Зверев вставил в магнитофон кассету. Послышался гитарный перебор, а затем явно непрофессиональная запись:
Этап на Север…
Срока — огромные,
Кого не спросишь — у всех Указ.
Ты погляди в глаза,
в глаза мои суровые.
Быть может, видимся в последний раз.
Эту песню Звереву исполнил старый еврей-адвокат, который помнил еще сталинские времена. Впрочем, — говорил мудрый еврей, — ничего по существу не изменилось… да и не может в России ничего измениться. Адвокат умер три года назад от неоперабельного рака мозга. Сашка часто слушал эту кассету… Да и сейчас незамысловатые слова и простенькую мелодию в любительском исполнении прослушали молча.
Звучала в ней человеческая боль. Не эстрадная, не кабацкая.
В шестом часу гости выпили на посошок и стали расходиться. Остался один Зверев да сильно пьяный завклубом. Сашка молча курил одну сигарету за другой и пытался сосредоточиться на чем-то ускользающем… В шесть он надел свой ватник с косяком на левом рукаве, сунул во внутренний карман початую бутылку «Смирновской», полпалки таллинской колбасы. Решительно вышел из клуба. Он шел к Обнорскому. Если бы у Зверева спросили: зачем? Если бы спросили — он бы не ответил. Но чем-то его этот угрюмый мужик зацепил. Было в нем что-то, что было и в самом Звереве. Воля и целеустремленность, граничащая с фанатизмом.

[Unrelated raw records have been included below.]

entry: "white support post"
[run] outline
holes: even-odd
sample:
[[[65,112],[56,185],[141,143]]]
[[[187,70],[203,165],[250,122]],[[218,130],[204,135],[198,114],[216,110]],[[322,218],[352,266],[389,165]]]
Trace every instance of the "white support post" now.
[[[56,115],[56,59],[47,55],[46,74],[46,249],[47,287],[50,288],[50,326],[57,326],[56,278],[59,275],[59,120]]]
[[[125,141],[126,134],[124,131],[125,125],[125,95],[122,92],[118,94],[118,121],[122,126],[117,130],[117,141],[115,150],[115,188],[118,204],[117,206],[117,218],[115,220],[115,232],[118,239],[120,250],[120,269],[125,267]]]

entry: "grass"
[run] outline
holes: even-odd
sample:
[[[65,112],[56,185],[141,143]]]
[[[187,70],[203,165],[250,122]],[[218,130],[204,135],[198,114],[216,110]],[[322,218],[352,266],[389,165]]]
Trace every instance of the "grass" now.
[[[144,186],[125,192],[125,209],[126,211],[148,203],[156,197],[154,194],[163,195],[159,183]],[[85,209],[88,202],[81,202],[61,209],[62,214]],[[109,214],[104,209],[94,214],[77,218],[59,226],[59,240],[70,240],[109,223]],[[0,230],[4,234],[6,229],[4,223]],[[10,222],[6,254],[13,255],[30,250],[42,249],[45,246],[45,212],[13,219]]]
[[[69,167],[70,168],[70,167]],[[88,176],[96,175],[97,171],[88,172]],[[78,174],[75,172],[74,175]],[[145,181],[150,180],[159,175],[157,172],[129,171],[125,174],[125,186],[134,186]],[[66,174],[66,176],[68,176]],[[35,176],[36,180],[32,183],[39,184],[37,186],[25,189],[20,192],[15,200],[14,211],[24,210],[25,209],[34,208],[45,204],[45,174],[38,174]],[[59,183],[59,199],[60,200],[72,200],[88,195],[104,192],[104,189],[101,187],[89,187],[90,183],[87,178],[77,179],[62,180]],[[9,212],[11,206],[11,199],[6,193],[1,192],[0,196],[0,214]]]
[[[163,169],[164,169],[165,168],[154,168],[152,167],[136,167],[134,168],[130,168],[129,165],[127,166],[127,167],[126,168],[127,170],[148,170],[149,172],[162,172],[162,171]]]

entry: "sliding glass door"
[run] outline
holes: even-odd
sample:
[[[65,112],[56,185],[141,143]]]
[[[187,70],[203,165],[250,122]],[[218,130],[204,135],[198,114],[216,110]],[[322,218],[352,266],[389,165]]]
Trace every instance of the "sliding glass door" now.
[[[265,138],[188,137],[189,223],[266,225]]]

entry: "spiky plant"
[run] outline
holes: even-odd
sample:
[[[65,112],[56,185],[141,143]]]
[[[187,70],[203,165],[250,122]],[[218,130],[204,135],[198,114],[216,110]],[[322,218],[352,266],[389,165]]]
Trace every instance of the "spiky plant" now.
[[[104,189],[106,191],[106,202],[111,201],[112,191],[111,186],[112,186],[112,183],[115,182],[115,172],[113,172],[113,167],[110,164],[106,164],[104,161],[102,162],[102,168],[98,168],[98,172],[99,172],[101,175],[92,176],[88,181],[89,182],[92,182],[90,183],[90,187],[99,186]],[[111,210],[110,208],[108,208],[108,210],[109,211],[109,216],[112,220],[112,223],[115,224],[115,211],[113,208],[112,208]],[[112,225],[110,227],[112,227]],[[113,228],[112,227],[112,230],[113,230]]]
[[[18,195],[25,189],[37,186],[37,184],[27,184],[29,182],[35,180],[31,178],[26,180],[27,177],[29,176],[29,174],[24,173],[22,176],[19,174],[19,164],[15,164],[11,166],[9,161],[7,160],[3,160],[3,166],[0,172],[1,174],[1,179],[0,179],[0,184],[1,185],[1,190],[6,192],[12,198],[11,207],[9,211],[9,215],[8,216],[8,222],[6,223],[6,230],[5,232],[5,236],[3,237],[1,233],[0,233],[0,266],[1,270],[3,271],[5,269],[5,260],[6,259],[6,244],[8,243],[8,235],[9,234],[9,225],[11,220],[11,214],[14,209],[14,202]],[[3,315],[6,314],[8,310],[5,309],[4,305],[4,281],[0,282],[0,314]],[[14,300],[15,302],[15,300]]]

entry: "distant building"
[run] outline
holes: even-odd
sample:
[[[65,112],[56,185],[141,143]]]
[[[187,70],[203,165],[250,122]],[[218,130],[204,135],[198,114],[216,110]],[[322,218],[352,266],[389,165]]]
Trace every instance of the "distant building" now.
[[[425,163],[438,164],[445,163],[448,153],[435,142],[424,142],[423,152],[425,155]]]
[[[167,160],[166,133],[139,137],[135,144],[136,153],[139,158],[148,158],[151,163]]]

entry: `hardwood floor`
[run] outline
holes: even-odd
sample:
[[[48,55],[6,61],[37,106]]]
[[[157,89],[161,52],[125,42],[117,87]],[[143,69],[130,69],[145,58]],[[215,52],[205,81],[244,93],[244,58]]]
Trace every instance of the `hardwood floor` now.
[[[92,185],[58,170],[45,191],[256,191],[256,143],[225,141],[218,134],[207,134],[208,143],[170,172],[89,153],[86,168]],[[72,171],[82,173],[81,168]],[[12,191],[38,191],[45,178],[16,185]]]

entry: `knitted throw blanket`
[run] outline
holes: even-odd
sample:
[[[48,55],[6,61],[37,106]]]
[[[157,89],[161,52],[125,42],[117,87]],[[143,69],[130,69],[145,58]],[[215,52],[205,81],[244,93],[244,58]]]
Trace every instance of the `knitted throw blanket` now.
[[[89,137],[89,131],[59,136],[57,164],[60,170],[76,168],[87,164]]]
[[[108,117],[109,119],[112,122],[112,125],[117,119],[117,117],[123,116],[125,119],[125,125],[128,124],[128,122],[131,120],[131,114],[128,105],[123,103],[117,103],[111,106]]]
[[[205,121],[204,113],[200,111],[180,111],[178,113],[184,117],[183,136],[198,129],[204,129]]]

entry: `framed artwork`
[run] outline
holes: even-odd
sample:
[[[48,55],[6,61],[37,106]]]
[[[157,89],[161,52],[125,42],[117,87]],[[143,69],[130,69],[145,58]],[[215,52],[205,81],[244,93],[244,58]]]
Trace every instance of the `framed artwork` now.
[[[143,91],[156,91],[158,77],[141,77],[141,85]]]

Способность принимать решения и отвечать за них. И еще что-то, что трудно объяснить словами… но это что-то рождает в людях либо взаимную симпатию, либо ненависть.
Смена уже подходила к концу. Обнорский сильно устал — ночные смены особенно тяжелы. Недаром именно ночью случается наибольшее количество травм и несчастных случаев.

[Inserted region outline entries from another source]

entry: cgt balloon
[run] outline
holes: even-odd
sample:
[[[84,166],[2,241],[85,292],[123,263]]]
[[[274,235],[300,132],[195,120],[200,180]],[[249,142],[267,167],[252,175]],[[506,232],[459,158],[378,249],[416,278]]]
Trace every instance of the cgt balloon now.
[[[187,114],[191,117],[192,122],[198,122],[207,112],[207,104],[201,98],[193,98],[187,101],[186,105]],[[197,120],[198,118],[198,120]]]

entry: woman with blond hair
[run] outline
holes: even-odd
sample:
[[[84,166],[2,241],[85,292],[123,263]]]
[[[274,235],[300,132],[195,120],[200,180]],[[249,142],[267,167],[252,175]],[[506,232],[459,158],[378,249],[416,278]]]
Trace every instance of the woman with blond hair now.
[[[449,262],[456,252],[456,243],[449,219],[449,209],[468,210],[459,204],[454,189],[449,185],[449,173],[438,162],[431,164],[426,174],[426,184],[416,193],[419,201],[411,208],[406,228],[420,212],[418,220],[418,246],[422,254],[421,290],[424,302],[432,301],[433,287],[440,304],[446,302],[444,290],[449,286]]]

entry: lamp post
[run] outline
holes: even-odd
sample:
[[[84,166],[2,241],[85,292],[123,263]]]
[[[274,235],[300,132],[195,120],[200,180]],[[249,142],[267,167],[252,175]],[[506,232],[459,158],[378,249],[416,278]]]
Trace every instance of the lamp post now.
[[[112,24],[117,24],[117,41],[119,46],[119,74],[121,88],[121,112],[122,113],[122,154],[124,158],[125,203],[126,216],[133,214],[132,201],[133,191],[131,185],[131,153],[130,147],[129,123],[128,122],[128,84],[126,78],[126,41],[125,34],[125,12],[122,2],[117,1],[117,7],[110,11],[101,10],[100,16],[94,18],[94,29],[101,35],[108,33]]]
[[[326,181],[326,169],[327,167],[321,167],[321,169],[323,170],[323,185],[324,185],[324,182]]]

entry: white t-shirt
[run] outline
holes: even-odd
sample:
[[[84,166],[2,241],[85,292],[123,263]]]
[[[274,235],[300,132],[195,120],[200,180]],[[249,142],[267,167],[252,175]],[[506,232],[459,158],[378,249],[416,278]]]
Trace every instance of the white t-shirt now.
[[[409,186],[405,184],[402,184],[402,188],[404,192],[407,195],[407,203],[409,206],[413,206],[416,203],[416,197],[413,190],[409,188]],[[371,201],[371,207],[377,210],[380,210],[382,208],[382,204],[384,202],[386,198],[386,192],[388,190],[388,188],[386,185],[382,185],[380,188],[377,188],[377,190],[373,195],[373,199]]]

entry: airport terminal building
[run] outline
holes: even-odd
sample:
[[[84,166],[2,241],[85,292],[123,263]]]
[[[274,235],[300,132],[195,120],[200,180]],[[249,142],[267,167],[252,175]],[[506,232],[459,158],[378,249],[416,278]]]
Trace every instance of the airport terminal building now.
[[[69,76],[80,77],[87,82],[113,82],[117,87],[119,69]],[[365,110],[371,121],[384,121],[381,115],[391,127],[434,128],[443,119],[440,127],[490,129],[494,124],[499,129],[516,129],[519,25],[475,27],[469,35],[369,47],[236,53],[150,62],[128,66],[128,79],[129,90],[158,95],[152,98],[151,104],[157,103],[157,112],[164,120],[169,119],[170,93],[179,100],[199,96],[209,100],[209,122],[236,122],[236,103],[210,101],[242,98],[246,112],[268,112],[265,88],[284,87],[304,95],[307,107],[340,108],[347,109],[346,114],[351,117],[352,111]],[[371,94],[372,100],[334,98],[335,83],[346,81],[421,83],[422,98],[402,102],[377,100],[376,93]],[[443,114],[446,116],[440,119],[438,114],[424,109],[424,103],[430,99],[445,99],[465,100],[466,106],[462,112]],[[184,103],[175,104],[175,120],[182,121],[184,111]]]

Он уже практически выполнил норму. Оставалось чуть-чуть… ерунда оставалась. Пожалуй, стоит пойти перекурить, решил Андрей. Он вышел в тамбур, присел на штабелек досок. Курить не хотелось, в горле стоял привкус горячего чугуна. Обнорский откашлялся и сплюнул… Прав, наверное, этот завхоз Зверев — за два-три года здесь можно навсегда загробить легкие.
…Зверев. После их разговора на прошлой неделе Обнорский не единожды его вспоминал. Он уже и сам понял, что был не прав в столовой: лагерная элита — те, кто имел право носить косяк на рукаве — всегда проходила без очереди. Такова здешняя традиция.
Андрей понял, что и во время последнего их разговора здесь, в тамбуре, он снова был не прав. Если бы довелось поговорить со Зверевым еще раз… Но это навряд ли — завхоз явно оскорбился, а самому Андрею подойти к Звереву было неловко. Характер такой. Нет, если бы Обнорский и завхоз 16-го отряда находились на одной ступени лагерной иерархии, то никаких проблем бы не возникло. Андрей запросто подошел бы и извинился. При всех недостатках он не стеснялся признавать ошибки. Но извиняться перед начальниками он не любил. Вернее, не мог. Ему всегда казалось, что это могут принять за заискивание, за прогибание. Эти особенности характера сильно осложняли Андрею Обнорскому жизнь, он сам себя поругивал, обещал себе в следующий раз быть умней, но… каждый раз вел себя точно так же. Он, можно сказать, отплясывал на тех самых пресловутых граблях. Характер!